L’auteur s’y dévoile dans ses insolubles contradictions, sa grande vulnérabilité et sa culpabilité torturante.
Insoupçonnables sentiments.
Dans un décor nu, avec juste un fauteuil de jardin sur le plateau, le héros entame son récit.
Au bord de la folie après des mois de réclusion volontaire dans sa maison perdue en forêt, notre misanthrope se sent soudain poussé par l’impérieux besoin de s’épancher. Il se rend dans l’agence immobilière de son unique ami Morritz afin de laisser éclater un désespoir déversé tel un flot déchaîné: «stock de déchets affectifs et mentaux».
Sa compagne, «La Persane» elle, reste silencieuse, se serrant frileusement dans son manteau de fourrure autour d’elle.
Aussitôt notre atrabilaire lui propose une promenade en forêt, aussitôt acceptée.
Ainsi débutent des échanges avec toujours pour cadre les sous-bois .
«Avec aucun être je n’ai pu parler avec autant d’intensité et de possibilités de tous les sujets» constate ému Thomas Bernhard.
Complétant «Elle était effectivement venue pour me sauver».
Elle aussi parvient un jour à lui «vider son cœur».

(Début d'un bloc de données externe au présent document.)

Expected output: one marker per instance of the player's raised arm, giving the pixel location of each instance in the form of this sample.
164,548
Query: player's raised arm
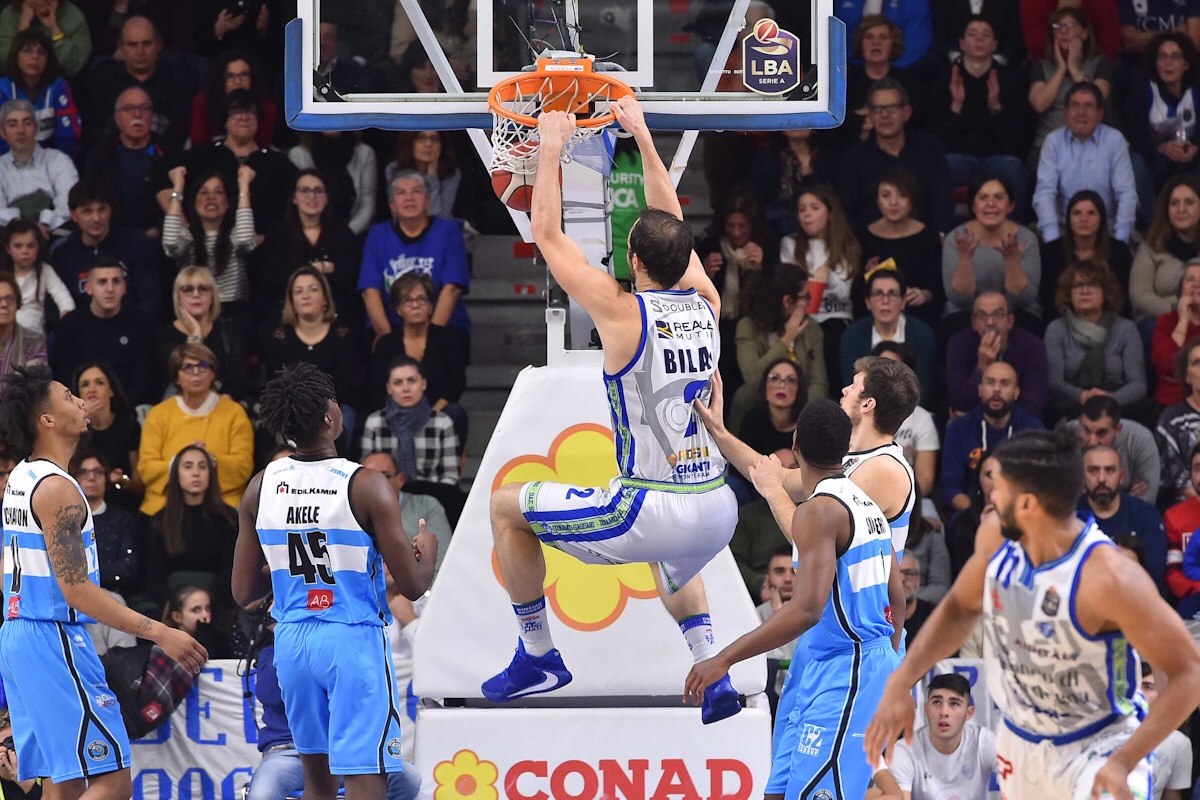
594,289
409,563
815,528
660,193
247,583
1158,635
63,511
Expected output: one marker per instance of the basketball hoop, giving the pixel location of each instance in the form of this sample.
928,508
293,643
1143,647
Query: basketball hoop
558,84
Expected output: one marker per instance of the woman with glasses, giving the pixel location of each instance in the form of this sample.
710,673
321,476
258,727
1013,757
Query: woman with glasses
348,166
769,423
232,70
34,73
912,246
197,415
192,537
25,251
441,350
1090,349
1085,238
1072,56
991,253
1173,329
778,326
1161,116
1170,242
886,289
19,347
309,331
430,154
113,431
198,319
214,235
311,233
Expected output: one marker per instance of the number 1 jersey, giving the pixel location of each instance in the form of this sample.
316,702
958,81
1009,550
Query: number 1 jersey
324,566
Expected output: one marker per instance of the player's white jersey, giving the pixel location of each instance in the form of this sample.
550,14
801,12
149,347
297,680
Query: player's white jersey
927,774
30,589
1051,679
658,433
323,565
899,523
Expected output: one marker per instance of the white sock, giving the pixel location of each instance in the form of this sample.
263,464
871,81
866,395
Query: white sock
534,625
697,630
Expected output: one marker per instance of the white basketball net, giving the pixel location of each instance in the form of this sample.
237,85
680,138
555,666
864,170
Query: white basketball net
515,145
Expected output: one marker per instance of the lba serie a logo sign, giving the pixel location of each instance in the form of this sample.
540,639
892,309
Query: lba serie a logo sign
771,59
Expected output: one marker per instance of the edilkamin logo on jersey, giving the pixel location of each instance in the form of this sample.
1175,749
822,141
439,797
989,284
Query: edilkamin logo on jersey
810,739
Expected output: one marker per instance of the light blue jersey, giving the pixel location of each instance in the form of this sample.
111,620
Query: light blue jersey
858,608
30,589
324,565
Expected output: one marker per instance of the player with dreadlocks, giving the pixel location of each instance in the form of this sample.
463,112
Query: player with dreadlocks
325,527
51,589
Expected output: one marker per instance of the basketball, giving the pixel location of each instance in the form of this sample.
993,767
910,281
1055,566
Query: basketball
514,190
766,30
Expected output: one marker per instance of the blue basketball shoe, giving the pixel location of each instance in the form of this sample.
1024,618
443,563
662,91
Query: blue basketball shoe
532,675
721,701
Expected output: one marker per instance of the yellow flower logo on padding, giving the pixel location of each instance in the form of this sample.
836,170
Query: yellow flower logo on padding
585,596
466,777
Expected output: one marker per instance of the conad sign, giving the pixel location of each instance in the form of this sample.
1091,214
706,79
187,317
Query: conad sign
592,753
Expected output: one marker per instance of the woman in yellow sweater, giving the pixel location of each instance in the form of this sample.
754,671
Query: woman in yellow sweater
197,415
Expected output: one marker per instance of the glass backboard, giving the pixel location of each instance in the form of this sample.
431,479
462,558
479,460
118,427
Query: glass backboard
694,64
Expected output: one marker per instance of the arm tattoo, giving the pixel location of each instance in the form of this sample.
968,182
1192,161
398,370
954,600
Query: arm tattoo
69,558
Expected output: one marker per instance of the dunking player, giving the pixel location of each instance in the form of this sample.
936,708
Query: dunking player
66,721
1061,639
846,584
323,523
877,401
669,506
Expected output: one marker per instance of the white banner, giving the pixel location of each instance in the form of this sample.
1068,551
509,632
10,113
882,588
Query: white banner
613,631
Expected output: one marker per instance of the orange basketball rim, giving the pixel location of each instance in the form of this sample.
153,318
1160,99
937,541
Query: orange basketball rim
558,84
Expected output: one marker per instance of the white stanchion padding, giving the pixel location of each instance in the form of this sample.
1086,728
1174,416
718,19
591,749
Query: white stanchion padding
651,753
208,749
613,631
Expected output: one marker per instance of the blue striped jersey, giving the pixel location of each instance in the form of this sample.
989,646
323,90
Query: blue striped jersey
30,589
858,608
324,566
1053,680
658,433
899,523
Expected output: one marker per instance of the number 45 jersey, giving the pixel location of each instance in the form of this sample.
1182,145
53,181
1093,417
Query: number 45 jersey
324,566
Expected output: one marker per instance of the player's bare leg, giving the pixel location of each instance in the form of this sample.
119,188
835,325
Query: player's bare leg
689,607
537,667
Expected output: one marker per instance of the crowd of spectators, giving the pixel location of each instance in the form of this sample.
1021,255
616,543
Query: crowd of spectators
1012,208
167,244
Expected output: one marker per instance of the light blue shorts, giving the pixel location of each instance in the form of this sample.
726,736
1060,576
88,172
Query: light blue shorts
340,693
66,721
624,523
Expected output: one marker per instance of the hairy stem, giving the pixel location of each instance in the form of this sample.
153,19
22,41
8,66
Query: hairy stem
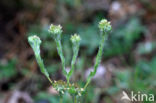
98,60
75,54
42,67
60,52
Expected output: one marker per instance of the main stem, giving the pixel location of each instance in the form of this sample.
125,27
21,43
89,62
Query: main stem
60,52
74,99
61,99
98,60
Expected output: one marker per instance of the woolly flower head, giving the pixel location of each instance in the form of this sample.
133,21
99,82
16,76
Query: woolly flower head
104,25
35,42
75,38
55,29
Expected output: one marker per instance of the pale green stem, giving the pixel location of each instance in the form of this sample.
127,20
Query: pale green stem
74,99
42,67
60,52
61,99
75,54
98,60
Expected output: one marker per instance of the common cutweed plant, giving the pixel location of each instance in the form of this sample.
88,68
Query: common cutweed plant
66,86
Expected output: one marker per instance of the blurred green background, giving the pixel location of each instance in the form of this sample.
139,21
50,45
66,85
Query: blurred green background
129,57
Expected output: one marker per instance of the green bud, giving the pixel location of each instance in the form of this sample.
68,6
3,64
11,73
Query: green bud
35,42
55,29
105,26
75,38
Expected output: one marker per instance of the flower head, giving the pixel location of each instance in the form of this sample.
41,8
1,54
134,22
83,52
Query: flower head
55,29
75,38
105,26
35,42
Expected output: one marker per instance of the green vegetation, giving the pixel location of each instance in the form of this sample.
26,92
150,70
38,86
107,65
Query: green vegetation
61,86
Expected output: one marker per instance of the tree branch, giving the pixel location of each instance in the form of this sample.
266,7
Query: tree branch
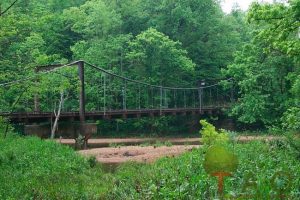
9,7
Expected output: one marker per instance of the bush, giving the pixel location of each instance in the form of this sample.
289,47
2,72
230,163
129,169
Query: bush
210,136
184,177
5,127
291,119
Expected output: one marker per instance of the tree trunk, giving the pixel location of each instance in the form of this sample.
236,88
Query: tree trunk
57,115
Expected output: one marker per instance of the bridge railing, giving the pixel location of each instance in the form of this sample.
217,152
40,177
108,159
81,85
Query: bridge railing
87,87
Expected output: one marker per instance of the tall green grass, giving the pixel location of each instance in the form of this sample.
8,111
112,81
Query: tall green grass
184,177
34,169
31,168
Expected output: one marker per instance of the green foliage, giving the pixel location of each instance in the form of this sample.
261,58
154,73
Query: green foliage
184,177
266,70
5,127
211,136
291,119
32,168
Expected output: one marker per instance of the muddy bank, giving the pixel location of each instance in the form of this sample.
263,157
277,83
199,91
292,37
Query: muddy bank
108,142
135,153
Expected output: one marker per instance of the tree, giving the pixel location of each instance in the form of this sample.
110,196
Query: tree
154,55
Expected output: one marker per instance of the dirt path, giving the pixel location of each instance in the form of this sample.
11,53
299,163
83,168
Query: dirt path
127,152
135,153
106,142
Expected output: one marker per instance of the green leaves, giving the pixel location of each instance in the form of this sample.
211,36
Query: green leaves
154,54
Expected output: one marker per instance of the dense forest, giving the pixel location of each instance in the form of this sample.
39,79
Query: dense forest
160,42
243,64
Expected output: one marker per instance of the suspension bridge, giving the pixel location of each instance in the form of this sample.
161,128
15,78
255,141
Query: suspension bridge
116,96
93,93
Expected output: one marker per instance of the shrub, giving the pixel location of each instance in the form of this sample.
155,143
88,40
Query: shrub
291,119
211,136
5,127
184,177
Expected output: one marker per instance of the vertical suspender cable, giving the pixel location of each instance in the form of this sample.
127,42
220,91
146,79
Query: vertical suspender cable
184,98
160,106
124,95
104,93
175,105
139,97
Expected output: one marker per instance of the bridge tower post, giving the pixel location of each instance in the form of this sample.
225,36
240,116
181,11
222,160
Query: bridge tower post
81,96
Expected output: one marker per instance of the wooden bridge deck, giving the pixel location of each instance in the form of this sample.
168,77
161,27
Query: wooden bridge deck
110,114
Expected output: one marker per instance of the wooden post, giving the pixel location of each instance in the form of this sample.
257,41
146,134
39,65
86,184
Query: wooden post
81,99
36,96
82,92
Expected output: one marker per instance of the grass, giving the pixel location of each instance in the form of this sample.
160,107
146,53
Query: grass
35,169
184,177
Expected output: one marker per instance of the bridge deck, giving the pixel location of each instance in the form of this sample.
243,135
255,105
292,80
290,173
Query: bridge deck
94,115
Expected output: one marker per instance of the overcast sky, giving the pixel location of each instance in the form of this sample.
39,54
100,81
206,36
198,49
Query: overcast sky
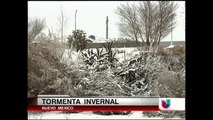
91,17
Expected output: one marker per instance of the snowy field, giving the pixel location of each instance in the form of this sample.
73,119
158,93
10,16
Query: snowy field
129,53
85,115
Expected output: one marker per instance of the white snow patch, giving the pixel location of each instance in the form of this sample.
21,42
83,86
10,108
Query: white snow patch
171,46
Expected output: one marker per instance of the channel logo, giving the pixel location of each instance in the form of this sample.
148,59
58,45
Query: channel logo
174,104
165,103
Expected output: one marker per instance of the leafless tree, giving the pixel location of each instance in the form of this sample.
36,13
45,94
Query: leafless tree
62,23
129,20
147,21
35,27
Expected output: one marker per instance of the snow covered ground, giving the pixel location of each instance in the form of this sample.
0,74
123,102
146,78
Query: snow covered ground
85,115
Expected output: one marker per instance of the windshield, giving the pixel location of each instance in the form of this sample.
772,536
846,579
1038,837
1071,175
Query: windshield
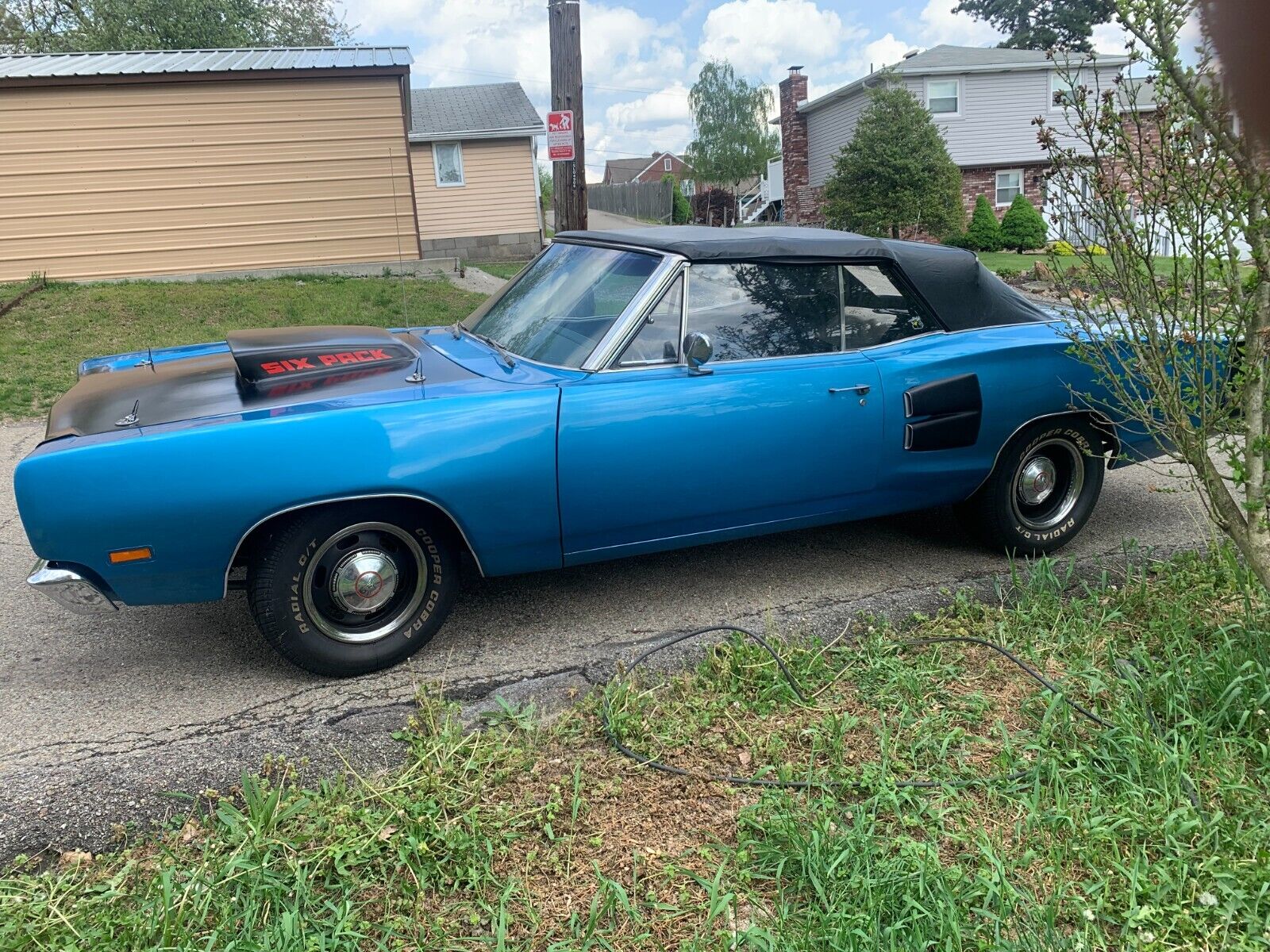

En effet, «La Persane» se révèle une femme extrêmement cultivée, ayant sacrifié ses études pour se consacrer entièrement à la réussite de ce «constructeur de centrales» ambitieux et ingrat.
«C’est pour me tuer, c’est pour ma tombe» lui avoue-t-elle pour expliquer ce choix incompréhensible.
Mais, après s’être imaginé «avoir trouvé la personne idéale pour l’esprit et pour le cœur», assez rapidement: «Les sujets de conversation se sont épuisés», «Nos relations se détériorent» laissant place à «l’animosité réciproque».
Les promenades s’espaceront inéluctablement.
«Sa présence m’est devenue une gène» constate l’auteur.
Abandonnée par son mari, étrangère, objet de jalousies et des préjugés locaux, La Persane se retrouvera seule à l’hôtel, puis se cloîtrera dans la maison «Pas achevée et déjà en ruines».
Thomas Bernhard lui rendra une ultime visite.
«Vous êtes comme moi, un être perdu» lui dit-elle, avant de le congédier.
Sans plus de nouvelles, un bref article de presse lui apprendra plus tard son suicide.
«Ce que je n’ai pas été capable de lui dire elle me l’a dit».« Elle m’avait vidé son cœur, elle méritait beaucoup plus que moi la compassion».
Hanté par la culpabilité, affichant, lucide et sans complaisance, son incapacité à entretenir durablement toute relation amoureuse, Thomas Bernhard se livre sans fard.
Il surprend, touche émeut avec pour interprète le merveilleux Claude Duparfait, touchant, empêtré et maladroit, gauche et pitoyable.
Les projections des promenades dans la forêt, toujours chastes et pudiques, avec «La Persane» et lui, filmés tous deux, subliment parfaitement ces souvenirs si prégnants et douloureux.
On regrette seulement que la voix de la belle Mina Karavi, image de La Persane, ne soit pas Plus audible.
Récit terrible d’une âme mise à nu.
Rare chez Thomas Bernhard, l’émotion vous étreint.
Assurément une belle découverte signée Claude Duparfait et Célie Pauthe.